Hospitais há-os de várias categorias. Os de topo caracterizam-se por terem todas as especialidades e estas estarem disponíveis durante as 24 horas do dia, com serviço de urgência permanente. São conhecidos quatro em Lisboa, repartindo a região metropolitana, incluindo os centros de saúde; um em Coimbra; e dois no Porto, com idênticas funções. Cabe perguntar se estão todos e preencher todos os requisitos e como. Atravessando os rios Tejo e Douro para a outra margem, idênticos hospitais cobrem o resto das respectivas regiões administrativas. Cobrem? E na periferia temos Castelo Branco, Évora e Faro com necessidades preenchidas?
Que unidades?
Quanto aos centros de saúde, os mais simples chamam-se Unidade de Centro de Saúde Personalizado (CS). Em 2005 iniciou-se o projecto de criação de Unidades de Saúde Familiar (USF) com os modelos A, B e C. O médico do CS, com a sua carteira de doentes, candidata-se ao modelo A, que é experimental, e continua a ganhar o mesmo. Aguardam-se mais do modelo B, com administração autónoma e remunerações do pessoal avaliadas pelo estado de saúde dos utentes. Cobrem 68% da população, que está muito satisfeita e os médicos têm remunerações decentes. O problema é dos outros 32%, dos quais 1600 nem sequer têm médico de família. Enorme desigualdade, que decorre há vários anos.
E quanto aos médicos, os últimos remunerados com dedicação plena são de 2011 (decreto-lei). O modelo C seria empresarial. Tanto os CS como as USF estão organizados, com direcção centralizada, em agrupamentos, que respondem perante as Administrações Regionais de Saúde. Até agora. De acordo com o novo estatuto, estas desaparecem ou quase e vão responder perante a Direcção Executiva do SNS e o CEO. Tudo percebido até aqui? Talvez. No entanto tudo mudará ou não de acordo com as promessas do Governo. A proposta é que todos os Cuidados Primários passem a USF modelo B. A felicidade para todos. Mas… Os critérios de remuneração não seriam os actuais. Discutem-se novos critérios. Aqui é que está o ponto. E o empate.
As propostas não param por aqui. Propõem novas Unidades Locais de Saúde (ULS). Implementadas em 1999, a primeira foi em Matosinhos, a última no Litoral Alentejano, em 2012. Proposta: juntar mais 31 às oito existentes. O modelo: organizar em conjunto um hospital e os CS da região. Começarão os dois hospitais centrais do Porto. Como exemplo, a ULS de Lisboa Norte seria constituída pelo Centro Hospitalar Universitário Lisboa Norte (Hospital de Santa Maria e Hospital Pulido Valente), mais o Agrupamento Sete Rios que inclui CS e USF e ainda os CS de Mafra.

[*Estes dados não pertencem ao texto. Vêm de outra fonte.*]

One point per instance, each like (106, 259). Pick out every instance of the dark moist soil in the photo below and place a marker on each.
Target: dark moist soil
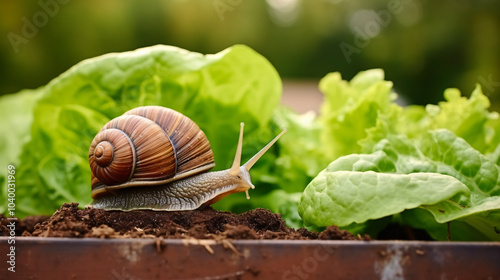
(207, 223)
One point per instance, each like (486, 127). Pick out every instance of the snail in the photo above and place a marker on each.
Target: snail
(156, 158)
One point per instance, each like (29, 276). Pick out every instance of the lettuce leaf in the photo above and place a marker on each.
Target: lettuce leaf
(216, 91)
(440, 159)
(441, 173)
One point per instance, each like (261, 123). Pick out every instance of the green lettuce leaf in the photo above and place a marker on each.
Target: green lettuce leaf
(16, 112)
(216, 91)
(440, 173)
(350, 108)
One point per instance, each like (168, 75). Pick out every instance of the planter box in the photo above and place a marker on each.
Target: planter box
(65, 258)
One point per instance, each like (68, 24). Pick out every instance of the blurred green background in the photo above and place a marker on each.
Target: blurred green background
(423, 46)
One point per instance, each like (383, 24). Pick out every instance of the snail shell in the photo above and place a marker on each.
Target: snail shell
(146, 146)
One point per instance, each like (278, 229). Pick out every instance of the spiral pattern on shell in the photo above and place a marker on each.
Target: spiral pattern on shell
(149, 145)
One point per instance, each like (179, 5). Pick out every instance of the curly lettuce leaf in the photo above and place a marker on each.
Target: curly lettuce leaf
(350, 108)
(217, 91)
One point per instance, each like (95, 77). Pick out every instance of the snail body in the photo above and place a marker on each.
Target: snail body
(158, 159)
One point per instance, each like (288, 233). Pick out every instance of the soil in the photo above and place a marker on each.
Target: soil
(69, 221)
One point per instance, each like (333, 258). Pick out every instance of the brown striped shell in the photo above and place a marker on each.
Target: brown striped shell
(149, 145)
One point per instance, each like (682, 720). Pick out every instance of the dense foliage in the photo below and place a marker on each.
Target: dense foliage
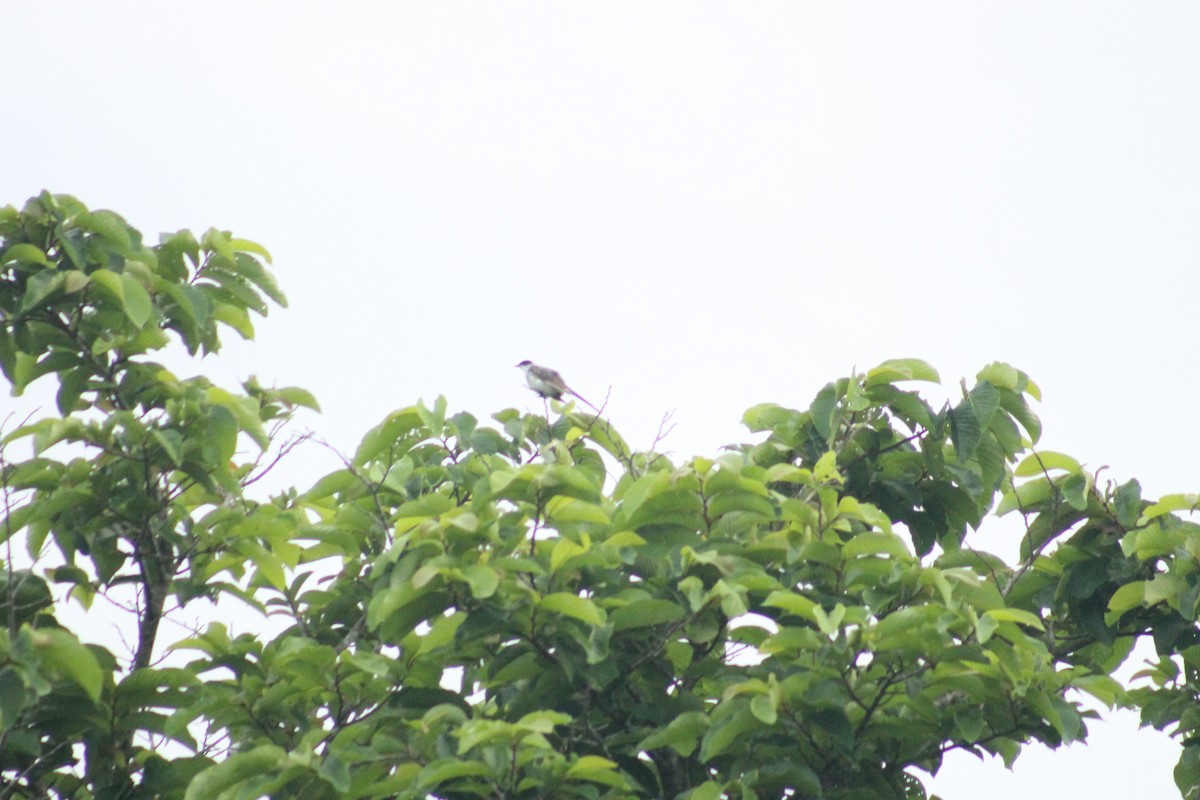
(526, 607)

De acordo com os clínicos conhecedores dos Cuidados Primários, isto seria de decisão "hospitalocêntrica", sem direcção rotativa e sem disponibilidade técnica de meios auxiliares de diagnóstico, interna à unidade e que responda às urgências dos CS. Ao contrário, se os CS e USF actuais forem equipados com laboratórios, ecografias e outros exames, aliviarão muito as urgências hospitalares, porque há vários tipos de doentes agudos, muitos poderiam ser vistos nos centros. E os especialistas de Saúde Publica, perguntam, onde ficam? Deveria ser o princípio de tudo. Ocupar-se da prevenção das doenças sem declaração obrigatória, que são as mais prevalentes, vigilância dos factores que influenciam as doenças crónicas que vão dos 65 anos para cima, da eco-saúde, da relação com as autarquias.

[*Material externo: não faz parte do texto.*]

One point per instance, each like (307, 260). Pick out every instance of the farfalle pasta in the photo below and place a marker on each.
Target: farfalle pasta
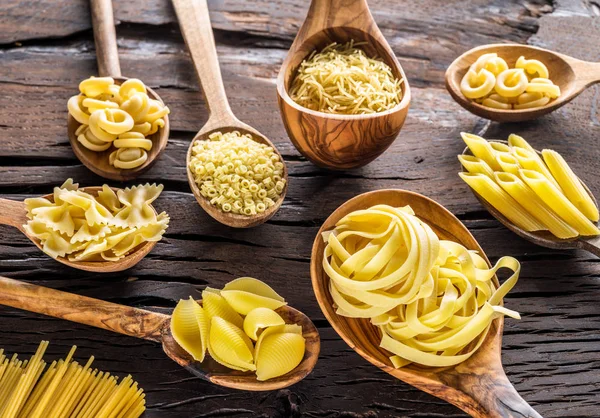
(535, 192)
(118, 118)
(490, 82)
(432, 300)
(103, 227)
(239, 328)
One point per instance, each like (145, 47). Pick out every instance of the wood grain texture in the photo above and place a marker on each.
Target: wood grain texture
(551, 355)
(339, 142)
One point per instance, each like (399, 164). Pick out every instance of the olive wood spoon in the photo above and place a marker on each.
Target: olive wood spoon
(570, 74)
(108, 66)
(155, 327)
(330, 140)
(194, 21)
(543, 238)
(14, 213)
(478, 385)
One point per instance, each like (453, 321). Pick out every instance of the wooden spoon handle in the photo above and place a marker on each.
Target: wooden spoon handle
(125, 320)
(105, 38)
(194, 21)
(13, 213)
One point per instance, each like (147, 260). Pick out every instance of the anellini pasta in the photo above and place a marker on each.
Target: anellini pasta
(491, 83)
(237, 174)
(117, 117)
(102, 227)
(536, 192)
(240, 329)
(343, 79)
(33, 389)
(432, 300)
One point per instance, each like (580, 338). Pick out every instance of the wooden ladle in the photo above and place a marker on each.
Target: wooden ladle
(570, 74)
(154, 326)
(108, 66)
(14, 213)
(479, 385)
(544, 238)
(194, 21)
(330, 140)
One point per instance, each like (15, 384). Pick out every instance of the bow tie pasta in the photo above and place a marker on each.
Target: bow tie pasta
(120, 119)
(95, 227)
(490, 82)
(240, 329)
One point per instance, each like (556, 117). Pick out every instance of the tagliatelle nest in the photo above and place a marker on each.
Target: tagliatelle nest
(343, 79)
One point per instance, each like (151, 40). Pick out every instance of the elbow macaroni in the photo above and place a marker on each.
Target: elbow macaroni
(121, 117)
(490, 82)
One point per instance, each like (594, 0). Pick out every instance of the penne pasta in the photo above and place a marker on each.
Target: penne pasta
(561, 205)
(570, 184)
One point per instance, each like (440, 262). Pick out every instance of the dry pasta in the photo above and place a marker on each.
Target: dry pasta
(237, 174)
(341, 78)
(65, 388)
(433, 300)
(118, 117)
(240, 329)
(535, 193)
(490, 82)
(105, 227)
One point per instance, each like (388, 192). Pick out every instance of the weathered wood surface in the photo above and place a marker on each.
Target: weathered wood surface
(551, 355)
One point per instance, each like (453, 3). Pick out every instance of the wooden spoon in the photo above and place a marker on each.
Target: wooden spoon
(14, 213)
(479, 385)
(194, 21)
(339, 141)
(154, 326)
(108, 66)
(543, 238)
(570, 74)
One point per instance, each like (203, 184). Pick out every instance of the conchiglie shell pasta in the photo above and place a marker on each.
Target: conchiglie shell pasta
(278, 355)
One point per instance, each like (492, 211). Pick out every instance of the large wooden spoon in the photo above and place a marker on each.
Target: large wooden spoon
(194, 21)
(543, 238)
(479, 385)
(330, 140)
(108, 66)
(570, 74)
(14, 213)
(154, 326)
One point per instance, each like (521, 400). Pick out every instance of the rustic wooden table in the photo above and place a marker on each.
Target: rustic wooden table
(552, 355)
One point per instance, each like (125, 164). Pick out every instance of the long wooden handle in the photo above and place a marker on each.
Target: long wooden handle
(105, 38)
(13, 213)
(194, 21)
(125, 320)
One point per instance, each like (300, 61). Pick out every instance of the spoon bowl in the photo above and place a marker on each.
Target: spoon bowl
(108, 65)
(478, 385)
(338, 141)
(570, 74)
(155, 327)
(195, 25)
(542, 238)
(14, 213)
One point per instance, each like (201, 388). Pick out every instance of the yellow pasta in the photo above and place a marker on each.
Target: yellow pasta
(120, 116)
(65, 389)
(433, 300)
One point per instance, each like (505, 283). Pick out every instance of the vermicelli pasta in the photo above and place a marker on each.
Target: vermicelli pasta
(64, 389)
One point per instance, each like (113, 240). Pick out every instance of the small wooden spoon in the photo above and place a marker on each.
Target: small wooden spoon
(14, 213)
(154, 326)
(570, 74)
(194, 21)
(108, 66)
(335, 141)
(543, 238)
(478, 385)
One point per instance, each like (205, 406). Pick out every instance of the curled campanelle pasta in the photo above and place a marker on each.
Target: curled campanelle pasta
(123, 116)
(433, 301)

Enfim, olhou-se para o mapa, fizeram-se geometrias variáveis, não se fez levantamento das características das populações respectivas (idades, situação social, habitação, transportes, patologias mais prevalentes), não se fez levantamento dos equipamentos e dos especialistas. É o tipo de projecto que qualquer empresa com ambições de rentabilidade rejeitaria, para entrar na linguagem da “Economia”.
Mas aqui o objectivo é a saúde dos cidadãos. E urgentes mesmo existem dois pontos, que não precisam de ser encriptados: salários decentes para os médicos, se os querem reter; e desenvolvimento de um Registo Clínico Único Electrónico na mão do cidadão, que vai sendo adiado, enquanto escorre o dinheiro do PRR em equipamentos e aplicações desemparelhados de um projecto racional.»